Ну вот… как же это? – Да! озираясь в своем сознании и отыскивая уплывшие следы короллариев Спинозы, думал Воейков, тоскливо вглядываясь в улицу.
«Да…»
«Х-хо-орошо». И наладив дело и возвратив убежавшие королларии, Воейков сошел со ступенек и тихо, не изменяя положения глаз, которыми он, закусывая губы, смотрел поверх толпы, в одну точку, он пошел по дорожке для пеших.
«Так… В природе вещей нет ничего случайного, но все определено необходимостью божественной природы к существованию и действовать известным образом необходимостью божественной природы… Вещи не могли быть произведены Богом никаким другим образом и ни в каком другом порядке, как в том, в каком они произведены». Он подчинил само божество законам необходимости! Само божество подчинил он необходимости! Это красиво. Но так ли? Не есть ли закон причинности скорее условие нашего познавания? А если есть, то можем ли мы распространить на все жизненные условия наши познания? А все-таки какая красивая, точная форма… Как одеяние-слово плотно обхватывает у Спинозы стан мысли… поверхность ее обтягивает без ненужных складок… совпадая с ней по кривизне…
Да, человек, ты прекрасен. «Бруно» невольно прошептал он имя итальянца-мученика. Ему вспомнилось прекрасный лоб и красиво очерченные глаза Джордано, его вдохновенная проповедь и смерть.
Да, это хорошо.
«Но вот все приготовления окончены. Он привязан к столбу, и ветер шевелит его мягкими шелковистыми кудрями и, откинув от прекрасного лба кудри, тихо целует страдальца. А Бруно окинул своими печальными глазами море голов, толпу священнослужителей, костер и грустно улыбнулся. „Как много“, быть может, подумал он про толпу. А потом он задумался, и выражение чего-то неземного легло на его черты. Но вот тонкие, синие струйки засверкали у подножия костра, а дым стал пробиваться через щели. И еще раз взглянул вниз на струйки голубого пламени Бруно и еще раз, казалось, забыл все окружающее.

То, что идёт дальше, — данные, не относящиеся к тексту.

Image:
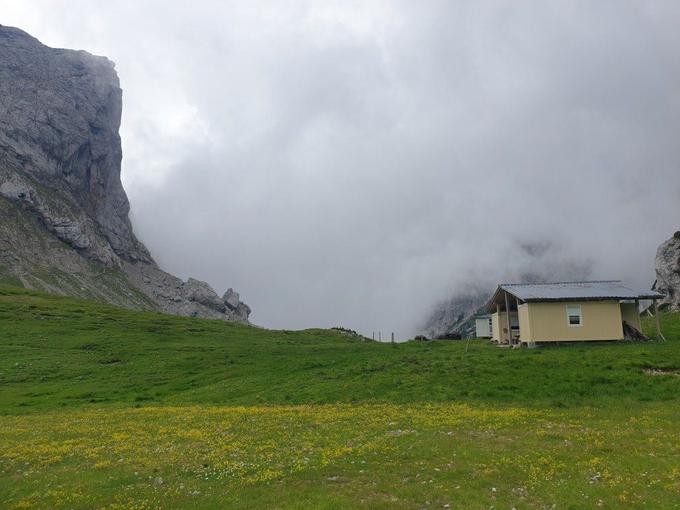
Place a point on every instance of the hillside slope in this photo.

Но вдруг ветер пахнул облако дыма прямо в лицо. Бруно вздрогнул, взглянул вниз, и слезы выступили на прекрасные темно-карие глаза; а тонкие губы жалобно искривились. Ему вдруг стало жалко себя.
А дым поднимался, рос, и вскоре облако голубоватого дыма окутало костер великого страдальца.
А костер горел; глухо обсыпалась зола, кружился в голубом облаке пепел да изредка взлетали на воздух красивым снопом золотистые искры. А толпа стояла и, не спуская глаз с костра, который курился голубым дымом, все чего-то ждала. Но вот рухнул в общую груду золы и угля подгоревший снизу столб. И падая он звякнул цепями, и целый сноп золотистых искр взвился кверху. И тогда толпа стала расходиться. Так умер Джордано Бруно». Воейков стоял у окна. Ему припомнились слова одного поэта-мыслителя Надсона (сравни дела людей с делами природы).
Да, это хорошо; это так как-то находит полный отклик в его душе. Да он и сам, если бы хотел, не мог дать более плотно обхватывающей словесной оболочки, даже более полное выражение своему настроению. «Ему стало страшно за судьбы этих статуй, этих картинных галерей с длинным рядом красиво и искусно уставленных картин, при появлении каждой из них сколько раз произносилось слово «вечность». Лувр, Дрезденская галерея с Сикстинской мадонной. Национальная картинная галерея в Лондоне; в них, в этих полотнах, в этих мраморах и бронзах, сколько вынесено огня вдохновения, сколько потенциального чувства красоты. И все это погибнет.
А чайка вилась и кружилась над ним по сложной кривизне, как вьются и кружатся только астероиды, [нрзб] одно поступательное движение. И ослепительный белый свет то вспыхивал, то исчезал на их белоснежных крыльях.
А пароход относило все дальше и дальше и далеко оставлял за собой и труп тюленя, и стаю вившихся над ним чаек.
На палубе было знойно, не спасали от зноя раскинутые над палубой полотна, трепетавшие от ветра.